Pendant deux ans, il apprend l’informatique sur le matériel installé à « l’école » de sa prison, puis envoie ses dessins à des journaux, dont un mensuel d’information dessinée. Il sera publié, et commence à voir une lumière au bout du tunnel :

« Quand j’ai vu mon nom à côté d’autres signatures, je me suis dit “T’es pas tout seul”. Chaque jour, je m’endormais avec des projets pour le lendemain. »

Puis, c’est sa visiteuse de prison qui lui offre l’opportunité de sa vie : lors d’un événement à Strasbourg, elle montre ses dessins à un cadre des Dernières Nouvelles d’Alsace. Celui-ci vient le voir en prison et publie son premier dessin. Une chance inouïe pour Emile :

« Pendant 7 ans, j’ai publié chez eux, et je gagnais 51€ la pige ! Pour moi, c’était énorme. Cette rencontre m’a permis de grandir. Je faisais tout pour m’en sortir, pour essayer de rejoindre la société. »

Il finit par sortir en liberté conditionnelle après une réduction de sa peine de sûreté, travaille comme graphiste pour deux magazines de sport, puis se met à son compte. Entre-temps, il s’était essayé à la caricature, ce qu’il continue de faire aujourd’hui. Il estime que son cas était exceptionnel, qu’il a eu dans chaque établissement « l’occasion de rencontrer une « lumière » : un surveillant interpellé par sa démarche, un professeur, quelqu’un qui avait le bon conseil ».

« Ne pas les lâcher »

La continuité de son travail, c’est ce qui a maintenu Émile à flot, mais ce n’est pas toujours possible pour les détenus. Geneviève (le prénom a été changé), qui anime des ateliers d’écriture à la maison d’arrêt de Colmar, raconte que certains détenus avec qui elle reste en contact sont sortis depuis plusieurs mois et restent toujours sans emploi, « sans aucune perspective ». Mick, lui, pense qu’il faudrait « un réel suivi social et administratif » après la peine.

C’est la voie que propose Emmaüs Mundolsheim, en organisant des chantiers d’insertion au centre de détention d’Oermingen. Tous les jours, une dizaine de détenus s’affairent pendant plus de 5 heures à restaurer les meubles de donateurs, rapporte Stefania Angioni, coordinatrice :

« Ils travaillent avec un menuisier de profession et, pendant 4 à 6 mois, acquièrent des compétences qui leur serviront à l’extérieur. »
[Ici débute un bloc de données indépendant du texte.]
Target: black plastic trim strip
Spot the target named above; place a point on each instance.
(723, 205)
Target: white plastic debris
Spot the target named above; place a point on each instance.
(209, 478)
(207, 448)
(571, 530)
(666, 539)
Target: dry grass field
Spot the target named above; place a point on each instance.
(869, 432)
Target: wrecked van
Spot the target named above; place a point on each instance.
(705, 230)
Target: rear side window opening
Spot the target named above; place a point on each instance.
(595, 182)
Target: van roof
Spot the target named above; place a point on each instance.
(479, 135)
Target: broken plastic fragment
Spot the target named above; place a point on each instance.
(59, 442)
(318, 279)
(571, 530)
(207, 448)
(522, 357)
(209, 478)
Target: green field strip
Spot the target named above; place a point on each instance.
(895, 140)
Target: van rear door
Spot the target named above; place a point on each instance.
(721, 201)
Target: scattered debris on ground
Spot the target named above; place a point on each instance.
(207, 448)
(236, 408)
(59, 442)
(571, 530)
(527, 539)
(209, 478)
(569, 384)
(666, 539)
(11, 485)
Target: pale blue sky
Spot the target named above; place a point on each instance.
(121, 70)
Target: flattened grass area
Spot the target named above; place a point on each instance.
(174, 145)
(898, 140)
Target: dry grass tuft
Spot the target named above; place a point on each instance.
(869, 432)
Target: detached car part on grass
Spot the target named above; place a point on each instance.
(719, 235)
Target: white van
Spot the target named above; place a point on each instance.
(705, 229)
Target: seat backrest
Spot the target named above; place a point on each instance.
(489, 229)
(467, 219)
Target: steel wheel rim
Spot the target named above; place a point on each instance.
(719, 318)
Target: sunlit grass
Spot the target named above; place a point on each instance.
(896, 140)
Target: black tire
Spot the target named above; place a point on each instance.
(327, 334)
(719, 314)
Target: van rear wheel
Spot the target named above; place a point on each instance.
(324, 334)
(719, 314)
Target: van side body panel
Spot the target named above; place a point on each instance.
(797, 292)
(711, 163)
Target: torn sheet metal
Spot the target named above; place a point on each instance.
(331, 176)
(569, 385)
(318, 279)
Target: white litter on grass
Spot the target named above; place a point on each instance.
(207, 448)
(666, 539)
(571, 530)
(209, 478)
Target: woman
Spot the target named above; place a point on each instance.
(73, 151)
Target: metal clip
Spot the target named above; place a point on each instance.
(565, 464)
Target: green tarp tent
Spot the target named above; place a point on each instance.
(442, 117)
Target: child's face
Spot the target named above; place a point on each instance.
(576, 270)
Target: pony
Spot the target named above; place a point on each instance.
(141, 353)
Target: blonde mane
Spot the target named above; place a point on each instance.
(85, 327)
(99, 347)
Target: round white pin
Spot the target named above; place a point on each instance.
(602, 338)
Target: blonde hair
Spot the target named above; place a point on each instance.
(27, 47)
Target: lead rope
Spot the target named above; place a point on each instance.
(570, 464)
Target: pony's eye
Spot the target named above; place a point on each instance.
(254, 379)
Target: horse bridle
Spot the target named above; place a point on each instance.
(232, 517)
Surtout, ils bénéficient d’un accompagnement administratif et social dès la détention, et jusqu’à après la sortie (sur le logement et les soins aussi), « pour ne pas les lâcher », indique Stefania. Depuis le mois de janvier 2021, 4 de ces anciens détenus ont pu être embauchés à Emmaüs, sur des postes de polyvalents, de vendeurs ou chauffeurs. Après 5 ans d’expérience au centre d’Oermingen (« les noces de bois ! » s’amuse-t-elle), Stefania et son équipe vont développer le même type de chantier à la maison d’arrêt de Strasbourg, avec de la réparation de cycles. À terme, ils comptent accueillir des détenus en fin de peine dans une ferme d’insertion de la vallée de la Bruche.

Car pour le collectif Walden, l’avenir est dans les peines en milieu ouvert et notamment dans les Travaux d’Intérêt Général, insiste Jean-Philippe :

« L’idéal serait de ne plus avoir obligatoirement des gens en prison, mais plutôt des gens qui viennent travailler en entreprise et qui font du TIG. Cela réduirait aussi le coût des prisons. »

Avec les 70 propositions de leur livre, dont celles d’assurer des cellules individuelles ou d’augmenter l’offre d’accompagnement psychologique (« le plus important », selon Léo, car « il faut que les gens croient en eux »), le collectif espère faire baisser la délinquance de 20 à 30%.